Wesley Collected Works Vol 9
| Author | John Wesley |
|---|---|
| Type | treatise |
| Year | None |
| Passage ID | jw-wesley-collected-works-vol-9-548 |
| Words | 391 |
O sad reckoning ! As many thoughts,
words, actions, so many sins; and the longer thou livest, thy
accounts swell the more. Should a tear be dropped for
every sin, thine eyes must be ‘fountains of tears. For nothing
but sin comes from thee; thy heart frames nothing but evil
imaginations; there is nothing in thy life, but what is framed by
thy heart; therefore, there is nothing in thy heart or life but evil. “And all thy religion, if thou hast any, is lost labour, if thou
art not born again: Truly then thy duties are sins. Would not
the best wine be loathsome in a foul vessel ? So is the religion
of an unregenerate man. Thy duties cannot make thy corrupt
soul holy; but thy corrupt heart makes them unclean. Thou
wast wont to divide thy works into two sorts; to count some
good, and some evil. But thou must count again, and put all
under one head; for God writes on them all, ‘Only evil.”
“And thou canst not help thyself. What canst thou do to
take away thy sin, who art wholly corrupt? Will mud and filth
wash our filthiness? And wilt thou purge out sin by sinning? Job took a potsherd to scrape himself, because his hands were
as full of boils as his body. This is the case of thy corrupt soul,
so long as thou art in a state of nature. Thou art poor indeed,
extremely ‘miserable and poor;” thou hast no shelter, but a
refuge of lies; no garment for thy soul, but ‘filthy rags;”

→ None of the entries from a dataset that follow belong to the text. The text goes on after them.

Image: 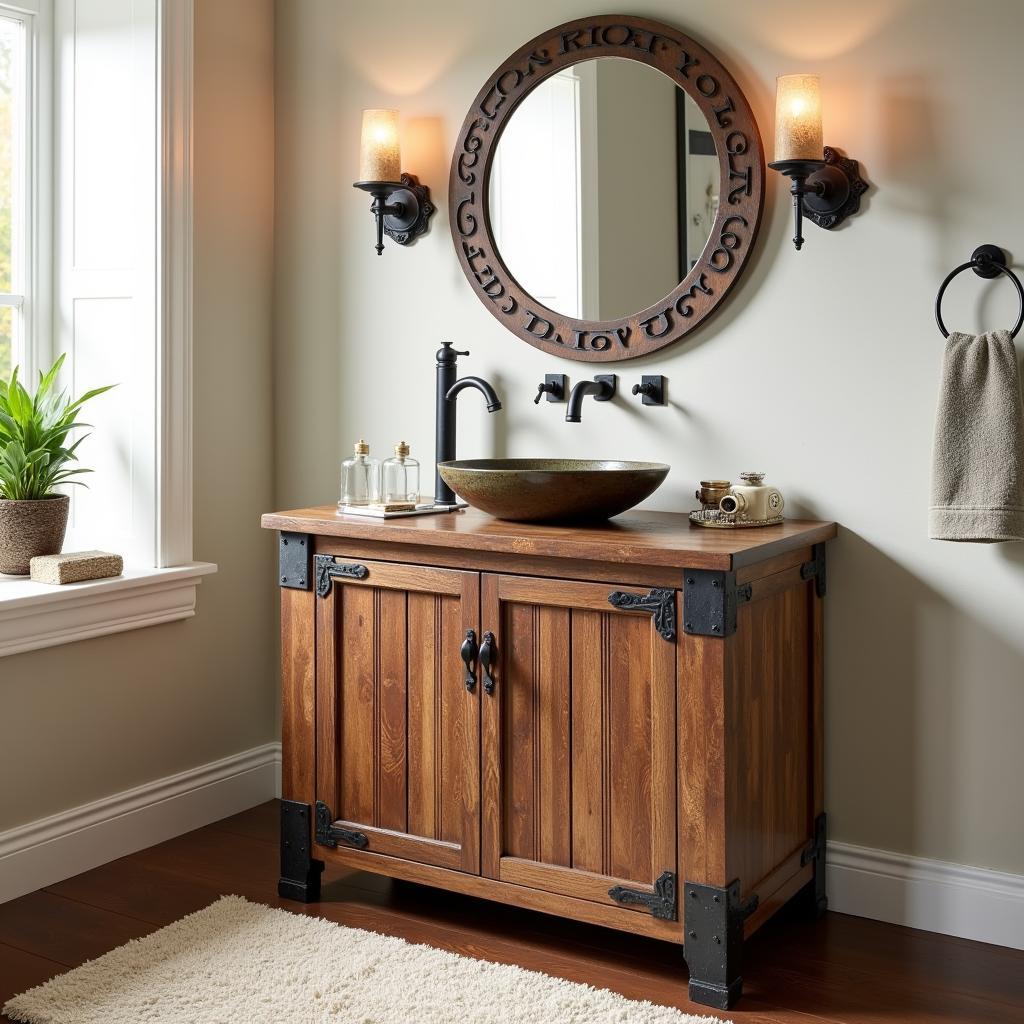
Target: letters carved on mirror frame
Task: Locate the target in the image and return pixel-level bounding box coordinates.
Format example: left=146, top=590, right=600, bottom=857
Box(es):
left=449, top=14, right=765, bottom=361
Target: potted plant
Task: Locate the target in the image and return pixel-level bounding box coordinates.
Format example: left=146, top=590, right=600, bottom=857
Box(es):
left=0, top=355, right=114, bottom=575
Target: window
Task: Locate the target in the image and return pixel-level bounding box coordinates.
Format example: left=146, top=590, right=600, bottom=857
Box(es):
left=0, top=3, right=43, bottom=376
left=0, top=0, right=216, bottom=655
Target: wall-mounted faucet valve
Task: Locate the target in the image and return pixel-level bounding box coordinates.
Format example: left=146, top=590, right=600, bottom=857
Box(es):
left=534, top=374, right=568, bottom=406
left=632, top=374, right=666, bottom=406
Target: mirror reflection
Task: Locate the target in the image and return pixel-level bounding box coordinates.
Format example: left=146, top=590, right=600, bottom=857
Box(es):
left=487, top=57, right=719, bottom=321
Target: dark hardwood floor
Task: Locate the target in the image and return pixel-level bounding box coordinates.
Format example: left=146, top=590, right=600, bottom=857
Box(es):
left=0, top=803, right=1024, bottom=1024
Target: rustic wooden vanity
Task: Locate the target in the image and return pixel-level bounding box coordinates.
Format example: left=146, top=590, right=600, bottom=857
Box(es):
left=262, top=507, right=836, bottom=1007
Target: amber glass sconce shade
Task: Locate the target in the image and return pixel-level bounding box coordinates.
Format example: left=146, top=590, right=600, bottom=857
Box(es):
left=353, top=110, right=434, bottom=256
left=768, top=75, right=867, bottom=250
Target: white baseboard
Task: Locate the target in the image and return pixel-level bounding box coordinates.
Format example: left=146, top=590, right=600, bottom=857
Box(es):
left=0, top=743, right=281, bottom=903
left=826, top=843, right=1024, bottom=949
left=0, top=761, right=1024, bottom=949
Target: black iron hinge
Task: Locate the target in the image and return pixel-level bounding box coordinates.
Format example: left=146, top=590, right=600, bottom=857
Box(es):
left=315, top=800, right=370, bottom=850
left=313, top=555, right=370, bottom=597
left=608, top=871, right=678, bottom=921
left=683, top=569, right=754, bottom=637
left=278, top=530, right=313, bottom=590
left=800, top=544, right=828, bottom=597
left=608, top=590, right=676, bottom=641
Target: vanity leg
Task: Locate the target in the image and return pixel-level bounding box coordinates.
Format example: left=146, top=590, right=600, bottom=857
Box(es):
left=683, top=880, right=757, bottom=1010
left=801, top=814, right=828, bottom=918
left=278, top=800, right=324, bottom=903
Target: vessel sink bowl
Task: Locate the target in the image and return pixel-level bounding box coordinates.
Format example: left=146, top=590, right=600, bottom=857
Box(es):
left=437, top=459, right=669, bottom=522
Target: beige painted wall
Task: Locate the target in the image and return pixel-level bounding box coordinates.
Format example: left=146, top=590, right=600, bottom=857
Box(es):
left=0, top=0, right=276, bottom=830
left=270, top=0, right=1024, bottom=871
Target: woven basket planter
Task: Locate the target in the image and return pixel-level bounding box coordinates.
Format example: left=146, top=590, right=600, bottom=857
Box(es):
left=0, top=495, right=71, bottom=575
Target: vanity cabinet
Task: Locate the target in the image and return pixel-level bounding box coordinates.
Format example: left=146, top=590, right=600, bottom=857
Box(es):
left=263, top=507, right=835, bottom=1007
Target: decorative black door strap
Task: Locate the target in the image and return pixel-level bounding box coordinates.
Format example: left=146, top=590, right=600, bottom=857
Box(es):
left=800, top=544, right=828, bottom=597
left=313, top=555, right=370, bottom=597
left=608, top=590, right=676, bottom=641
left=608, top=871, right=677, bottom=921
left=459, top=630, right=477, bottom=693
left=316, top=800, right=370, bottom=850
left=683, top=569, right=754, bottom=637
left=278, top=530, right=313, bottom=590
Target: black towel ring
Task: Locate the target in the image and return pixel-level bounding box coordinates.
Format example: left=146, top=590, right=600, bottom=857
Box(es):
left=935, top=245, right=1024, bottom=338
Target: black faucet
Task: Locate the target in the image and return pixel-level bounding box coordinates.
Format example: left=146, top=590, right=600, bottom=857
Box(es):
left=434, top=341, right=502, bottom=505
left=565, top=374, right=616, bottom=423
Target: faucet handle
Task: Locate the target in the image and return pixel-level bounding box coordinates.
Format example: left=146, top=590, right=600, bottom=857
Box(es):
left=534, top=374, right=568, bottom=406
left=436, top=341, right=469, bottom=366
left=630, top=374, right=667, bottom=406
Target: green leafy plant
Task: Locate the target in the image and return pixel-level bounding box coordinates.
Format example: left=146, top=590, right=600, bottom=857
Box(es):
left=0, top=355, right=116, bottom=501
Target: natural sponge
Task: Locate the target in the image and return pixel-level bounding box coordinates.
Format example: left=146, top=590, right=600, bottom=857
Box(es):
left=29, top=551, right=124, bottom=584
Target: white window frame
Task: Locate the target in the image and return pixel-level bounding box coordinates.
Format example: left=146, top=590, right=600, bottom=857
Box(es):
left=0, top=0, right=217, bottom=656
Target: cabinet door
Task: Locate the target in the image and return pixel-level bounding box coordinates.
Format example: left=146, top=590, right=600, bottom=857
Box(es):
left=316, top=556, right=480, bottom=873
left=481, top=575, right=676, bottom=913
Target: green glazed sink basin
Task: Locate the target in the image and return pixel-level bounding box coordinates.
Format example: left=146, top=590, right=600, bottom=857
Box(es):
left=437, top=459, right=669, bottom=522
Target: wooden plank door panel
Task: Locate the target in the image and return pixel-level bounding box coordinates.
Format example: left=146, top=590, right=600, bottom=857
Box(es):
left=316, top=561, right=480, bottom=872
left=481, top=574, right=677, bottom=913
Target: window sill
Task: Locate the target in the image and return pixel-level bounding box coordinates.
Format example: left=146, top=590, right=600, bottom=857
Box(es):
left=0, top=562, right=217, bottom=657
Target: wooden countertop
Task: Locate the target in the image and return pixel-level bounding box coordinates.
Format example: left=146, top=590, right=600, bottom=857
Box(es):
left=261, top=505, right=836, bottom=569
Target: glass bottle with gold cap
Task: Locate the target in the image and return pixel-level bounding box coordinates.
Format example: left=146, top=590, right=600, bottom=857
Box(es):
left=382, top=441, right=420, bottom=505
left=338, top=440, right=381, bottom=506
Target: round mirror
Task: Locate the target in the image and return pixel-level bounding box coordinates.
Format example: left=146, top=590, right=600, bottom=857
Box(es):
left=449, top=14, right=765, bottom=361
left=487, top=57, right=719, bottom=321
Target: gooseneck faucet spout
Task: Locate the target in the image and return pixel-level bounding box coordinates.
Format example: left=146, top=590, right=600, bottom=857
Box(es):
left=565, top=374, right=615, bottom=423
left=434, top=341, right=502, bottom=505
left=444, top=377, right=502, bottom=413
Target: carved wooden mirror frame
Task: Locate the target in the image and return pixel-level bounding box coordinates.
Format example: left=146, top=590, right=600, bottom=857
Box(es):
left=449, top=14, right=765, bottom=361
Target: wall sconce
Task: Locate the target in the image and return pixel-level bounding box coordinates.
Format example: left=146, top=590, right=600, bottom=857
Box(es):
left=768, top=75, right=867, bottom=250
left=352, top=110, right=434, bottom=256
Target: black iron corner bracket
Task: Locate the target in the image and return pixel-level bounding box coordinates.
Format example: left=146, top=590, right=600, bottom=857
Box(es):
left=315, top=800, right=370, bottom=850
left=313, top=555, right=370, bottom=597
left=800, top=812, right=828, bottom=915
left=278, top=530, right=313, bottom=590
left=800, top=544, right=828, bottom=597
left=608, top=590, right=676, bottom=641
left=682, top=879, right=758, bottom=1010
left=278, top=800, right=324, bottom=903
left=683, top=569, right=754, bottom=637
left=608, top=871, right=679, bottom=921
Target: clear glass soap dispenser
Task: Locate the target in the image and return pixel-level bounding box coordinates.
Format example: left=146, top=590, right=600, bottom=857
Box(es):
left=382, top=441, right=420, bottom=505
left=338, top=440, right=381, bottom=506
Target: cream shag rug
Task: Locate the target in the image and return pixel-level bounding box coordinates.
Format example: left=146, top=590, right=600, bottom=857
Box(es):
left=3, top=896, right=718, bottom=1024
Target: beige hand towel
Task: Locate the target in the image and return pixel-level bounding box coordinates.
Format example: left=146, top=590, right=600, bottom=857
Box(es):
left=928, top=331, right=1024, bottom=543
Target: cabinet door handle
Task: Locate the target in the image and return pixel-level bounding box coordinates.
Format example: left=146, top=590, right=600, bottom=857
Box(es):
left=480, top=630, right=498, bottom=694
left=459, top=630, right=476, bottom=693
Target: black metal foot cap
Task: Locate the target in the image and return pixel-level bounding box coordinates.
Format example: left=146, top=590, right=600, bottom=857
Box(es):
left=278, top=860, right=324, bottom=903
left=687, top=978, right=743, bottom=1010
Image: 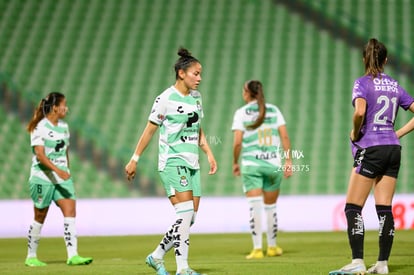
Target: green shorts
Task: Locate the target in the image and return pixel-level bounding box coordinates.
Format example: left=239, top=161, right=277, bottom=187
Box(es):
left=29, top=179, right=76, bottom=209
left=160, top=166, right=201, bottom=197
left=241, top=166, right=283, bottom=193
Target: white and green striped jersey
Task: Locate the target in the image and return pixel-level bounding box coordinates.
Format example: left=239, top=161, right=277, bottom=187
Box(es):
left=30, top=118, right=70, bottom=184
left=232, top=101, right=286, bottom=167
left=149, top=86, right=203, bottom=171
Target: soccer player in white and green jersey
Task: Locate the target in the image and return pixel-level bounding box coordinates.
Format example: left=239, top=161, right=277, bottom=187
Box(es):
left=125, top=48, right=217, bottom=275
left=232, top=80, right=292, bottom=259
left=25, top=92, right=93, bottom=267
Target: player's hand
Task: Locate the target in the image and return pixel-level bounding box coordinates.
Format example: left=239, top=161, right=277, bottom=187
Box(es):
left=125, top=160, right=137, bottom=181
left=55, top=169, right=70, bottom=180
left=208, top=156, right=217, bottom=175
left=349, top=129, right=361, bottom=142
left=283, top=159, right=293, bottom=178
left=233, top=163, right=240, bottom=177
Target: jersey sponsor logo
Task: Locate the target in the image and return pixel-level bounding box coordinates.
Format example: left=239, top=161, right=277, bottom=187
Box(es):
left=362, top=167, right=374, bottom=175
left=196, top=100, right=202, bottom=112
left=256, top=152, right=278, bottom=160
left=180, top=136, right=198, bottom=142
left=55, top=139, right=65, bottom=152
left=180, top=176, right=188, bottom=187
left=187, top=112, right=198, bottom=127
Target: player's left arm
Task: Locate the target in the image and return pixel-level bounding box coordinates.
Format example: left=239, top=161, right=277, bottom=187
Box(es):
left=351, top=97, right=367, bottom=141
left=277, top=124, right=292, bottom=178
left=198, top=127, right=217, bottom=175
left=395, top=103, right=414, bottom=138
left=66, top=147, right=70, bottom=169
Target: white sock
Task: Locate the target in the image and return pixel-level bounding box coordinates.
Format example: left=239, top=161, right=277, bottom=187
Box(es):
left=27, top=221, right=43, bottom=258
left=151, top=211, right=197, bottom=259
left=151, top=223, right=176, bottom=259
left=265, top=203, right=277, bottom=247
left=63, top=217, right=78, bottom=259
left=173, top=201, right=194, bottom=273
left=190, top=211, right=197, bottom=226
left=247, top=196, right=263, bottom=249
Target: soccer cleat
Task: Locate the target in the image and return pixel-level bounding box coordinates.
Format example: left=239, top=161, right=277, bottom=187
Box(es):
left=176, top=268, right=207, bottom=275
left=145, top=254, right=170, bottom=275
left=66, top=255, right=93, bottom=265
left=329, top=259, right=367, bottom=275
left=266, top=246, right=283, bottom=257
left=367, top=261, right=388, bottom=274
left=246, top=249, right=264, bottom=260
left=329, top=270, right=366, bottom=275
left=24, top=258, right=47, bottom=267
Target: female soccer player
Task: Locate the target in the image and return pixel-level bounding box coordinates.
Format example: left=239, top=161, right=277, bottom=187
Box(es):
left=125, top=48, right=217, bottom=275
left=232, top=80, right=292, bottom=259
left=332, top=38, right=414, bottom=274
left=25, top=92, right=92, bottom=266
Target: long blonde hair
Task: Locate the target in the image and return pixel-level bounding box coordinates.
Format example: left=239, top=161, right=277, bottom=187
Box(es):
left=362, top=38, right=387, bottom=78
left=26, top=92, right=65, bottom=133
left=245, top=80, right=266, bottom=130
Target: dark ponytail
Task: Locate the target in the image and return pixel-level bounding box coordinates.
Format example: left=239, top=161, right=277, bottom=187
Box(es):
left=362, top=38, right=387, bottom=78
left=174, top=48, right=200, bottom=79
left=245, top=80, right=266, bottom=130
left=26, top=92, right=65, bottom=133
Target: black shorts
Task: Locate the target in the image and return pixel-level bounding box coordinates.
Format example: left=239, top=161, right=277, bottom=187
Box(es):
left=354, top=145, right=401, bottom=179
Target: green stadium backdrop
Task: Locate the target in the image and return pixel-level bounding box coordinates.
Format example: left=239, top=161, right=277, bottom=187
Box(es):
left=0, top=0, right=414, bottom=199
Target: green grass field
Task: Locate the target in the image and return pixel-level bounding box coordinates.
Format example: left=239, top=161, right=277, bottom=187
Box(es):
left=0, top=231, right=414, bottom=275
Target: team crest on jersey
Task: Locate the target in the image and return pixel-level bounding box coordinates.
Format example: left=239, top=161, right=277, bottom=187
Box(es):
left=180, top=176, right=188, bottom=186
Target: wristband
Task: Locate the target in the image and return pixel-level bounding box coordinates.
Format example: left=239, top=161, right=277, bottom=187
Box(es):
left=131, top=154, right=139, bottom=162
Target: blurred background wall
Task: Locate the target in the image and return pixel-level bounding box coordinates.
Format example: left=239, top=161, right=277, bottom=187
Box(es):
left=0, top=0, right=414, bottom=199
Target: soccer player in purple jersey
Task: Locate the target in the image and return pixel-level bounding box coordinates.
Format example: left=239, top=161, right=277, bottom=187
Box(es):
left=330, top=39, right=414, bottom=274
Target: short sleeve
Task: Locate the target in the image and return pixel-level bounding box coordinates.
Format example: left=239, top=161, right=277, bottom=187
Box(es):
left=148, top=95, right=167, bottom=125
left=231, top=109, right=245, bottom=131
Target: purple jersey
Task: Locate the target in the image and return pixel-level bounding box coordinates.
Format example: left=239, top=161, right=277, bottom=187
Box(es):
left=352, top=73, right=414, bottom=155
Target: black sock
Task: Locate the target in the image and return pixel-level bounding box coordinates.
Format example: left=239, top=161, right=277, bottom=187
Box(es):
left=375, top=205, right=395, bottom=261
left=345, top=203, right=365, bottom=259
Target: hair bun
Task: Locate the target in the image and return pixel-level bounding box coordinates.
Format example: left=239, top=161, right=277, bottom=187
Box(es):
left=177, top=48, right=191, bottom=57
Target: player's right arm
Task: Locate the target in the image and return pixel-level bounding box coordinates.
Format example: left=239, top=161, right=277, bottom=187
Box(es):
left=396, top=103, right=414, bottom=138
left=125, top=121, right=159, bottom=181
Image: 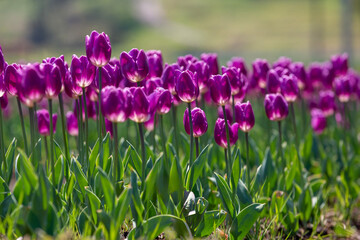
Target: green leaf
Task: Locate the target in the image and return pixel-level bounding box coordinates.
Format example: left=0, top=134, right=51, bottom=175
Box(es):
left=236, top=179, right=253, bottom=209
left=194, top=210, right=226, bottom=237
left=128, top=215, right=192, bottom=240
left=230, top=203, right=264, bottom=240
left=97, top=167, right=115, bottom=212
left=186, top=145, right=209, bottom=189
left=85, top=187, right=101, bottom=224
left=215, top=173, right=240, bottom=218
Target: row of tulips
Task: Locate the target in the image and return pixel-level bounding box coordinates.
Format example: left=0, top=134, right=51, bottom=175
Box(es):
left=0, top=31, right=360, bottom=238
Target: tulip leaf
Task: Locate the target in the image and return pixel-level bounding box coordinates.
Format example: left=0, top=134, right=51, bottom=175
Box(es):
left=128, top=215, right=192, bottom=240
left=215, top=173, right=240, bottom=218
left=194, top=210, right=226, bottom=237
left=230, top=203, right=264, bottom=240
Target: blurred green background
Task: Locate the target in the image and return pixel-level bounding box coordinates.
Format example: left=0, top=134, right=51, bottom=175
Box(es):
left=0, top=0, right=360, bottom=67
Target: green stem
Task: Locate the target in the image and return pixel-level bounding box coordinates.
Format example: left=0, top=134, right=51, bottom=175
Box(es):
left=278, top=121, right=285, bottom=172
left=83, top=88, right=89, bottom=166
left=138, top=123, right=146, bottom=191
left=188, top=103, right=194, bottom=191
left=113, top=122, right=119, bottom=185
left=49, top=99, right=56, bottom=186
left=159, top=115, right=170, bottom=171
left=245, top=132, right=251, bottom=190
left=171, top=104, right=179, bottom=154
left=222, top=106, right=232, bottom=186
left=16, top=97, right=29, bottom=154
left=195, top=137, right=200, bottom=158
left=58, top=93, right=70, bottom=165
left=290, top=103, right=303, bottom=174
left=0, top=106, right=7, bottom=174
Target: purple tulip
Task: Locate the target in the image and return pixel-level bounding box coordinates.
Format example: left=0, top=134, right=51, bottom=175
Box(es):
left=177, top=54, right=199, bottom=71
left=309, top=62, right=323, bottom=88
left=19, top=65, right=46, bottom=107
left=311, top=108, right=326, bottom=134
left=221, top=67, right=245, bottom=95
left=214, top=118, right=239, bottom=148
left=85, top=31, right=111, bottom=67
left=0, top=93, right=9, bottom=109
left=127, top=87, right=154, bottom=123
left=36, top=109, right=57, bottom=136
left=4, top=63, right=22, bottom=96
left=319, top=90, right=336, bottom=117
left=149, top=87, right=173, bottom=115
left=64, top=72, right=83, bottom=99
left=289, top=62, right=307, bottom=89
left=66, top=112, right=79, bottom=136
left=0, top=46, right=6, bottom=75
left=281, top=74, right=299, bottom=102
left=264, top=93, right=289, bottom=121
left=105, top=118, right=114, bottom=138
left=70, top=55, right=96, bottom=88
left=146, top=50, right=163, bottom=78
left=200, top=53, right=219, bottom=75
left=175, top=70, right=199, bottom=103
left=120, top=48, right=149, bottom=83
left=227, top=57, right=247, bottom=76
left=266, top=69, right=281, bottom=93
left=183, top=107, right=208, bottom=137
left=218, top=105, right=233, bottom=122
left=252, top=58, right=270, bottom=88
left=101, top=86, right=131, bottom=122
left=210, top=74, right=231, bottom=106
left=235, top=101, right=255, bottom=132
left=334, top=75, right=351, bottom=102
left=273, top=56, right=291, bottom=68
left=188, top=61, right=210, bottom=93
left=331, top=53, right=349, bottom=76
left=40, top=63, right=62, bottom=99
left=161, top=64, right=179, bottom=95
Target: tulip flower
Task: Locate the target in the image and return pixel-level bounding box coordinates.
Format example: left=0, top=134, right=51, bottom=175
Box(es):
left=264, top=93, right=289, bottom=121
left=273, top=56, right=291, bottom=68
left=289, top=62, right=307, bottom=90
left=101, top=86, right=131, bottom=123
left=235, top=101, right=255, bottom=133
left=120, top=48, right=149, bottom=83
left=85, top=31, right=111, bottom=67
left=281, top=74, right=299, bottom=103
left=227, top=57, right=247, bottom=76
left=331, top=53, right=349, bottom=76
left=264, top=93, right=289, bottom=170
left=266, top=69, right=281, bottom=93
left=210, top=74, right=231, bottom=106
left=200, top=53, right=219, bottom=75
left=161, top=64, right=180, bottom=95
left=146, top=50, right=163, bottom=78
left=188, top=61, right=210, bottom=93
left=252, top=59, right=270, bottom=88
left=175, top=70, right=199, bottom=103
left=311, top=108, right=326, bottom=134
left=0, top=46, right=5, bottom=75
left=319, top=90, right=336, bottom=117
left=70, top=55, right=96, bottom=88
left=19, top=65, right=46, bottom=107
left=177, top=54, right=199, bottom=71
left=40, top=63, right=62, bottom=99
left=334, top=75, right=351, bottom=103
left=183, top=107, right=208, bottom=138
left=218, top=105, right=233, bottom=123
left=235, top=101, right=255, bottom=186
left=66, top=112, right=79, bottom=136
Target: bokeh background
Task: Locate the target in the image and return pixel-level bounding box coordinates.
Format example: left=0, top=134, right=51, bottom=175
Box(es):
left=0, top=0, right=360, bottom=69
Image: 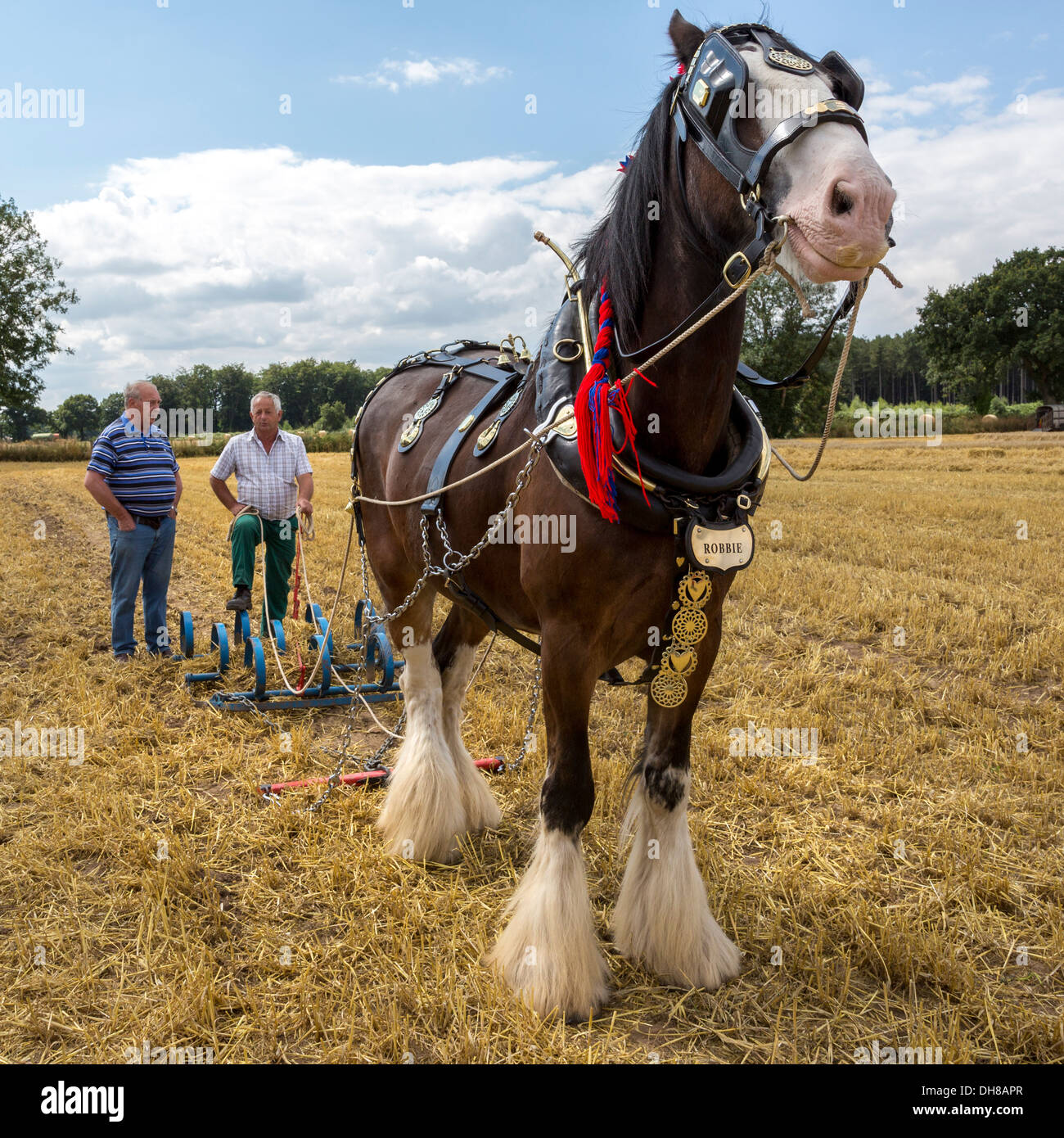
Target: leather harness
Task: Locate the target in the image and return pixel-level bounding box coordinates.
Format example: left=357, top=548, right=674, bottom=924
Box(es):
left=352, top=24, right=895, bottom=683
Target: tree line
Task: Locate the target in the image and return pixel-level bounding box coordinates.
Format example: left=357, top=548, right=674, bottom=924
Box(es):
left=0, top=188, right=1064, bottom=440
left=0, top=359, right=388, bottom=440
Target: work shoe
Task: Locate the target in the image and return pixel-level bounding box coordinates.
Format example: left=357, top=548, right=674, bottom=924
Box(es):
left=225, top=585, right=251, bottom=612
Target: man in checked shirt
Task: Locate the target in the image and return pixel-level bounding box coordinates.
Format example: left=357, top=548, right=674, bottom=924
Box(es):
left=210, top=391, right=314, bottom=635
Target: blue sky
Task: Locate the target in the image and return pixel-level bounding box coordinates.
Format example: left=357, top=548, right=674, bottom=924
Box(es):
left=0, top=0, right=1064, bottom=405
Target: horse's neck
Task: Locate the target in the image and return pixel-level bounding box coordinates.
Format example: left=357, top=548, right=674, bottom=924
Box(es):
left=620, top=222, right=746, bottom=473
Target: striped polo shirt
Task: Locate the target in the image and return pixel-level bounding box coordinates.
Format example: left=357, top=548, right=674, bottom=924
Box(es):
left=88, top=412, right=178, bottom=517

nothing to nourish it, but husks that cannot satisfy. More than
that, thou hast got such a bruise in the loins of Adam, that thou
art “without strength,’ unable to do anything. Nay, more than
all this, thou canst not so much as seek aright, but liest
helpless, as an infant exposed in the open field. “O that ye would believe this sad truth! How little is it
believed in the world ! Few are concerned to have their evil
lives reformed; but fewer far, to have their evil nature changed. Most men know not what they are; as the eye, which, seeing
many things, never sees itself. But until ye know every one
‘the plague of his own heart, there is no hope of your recovery.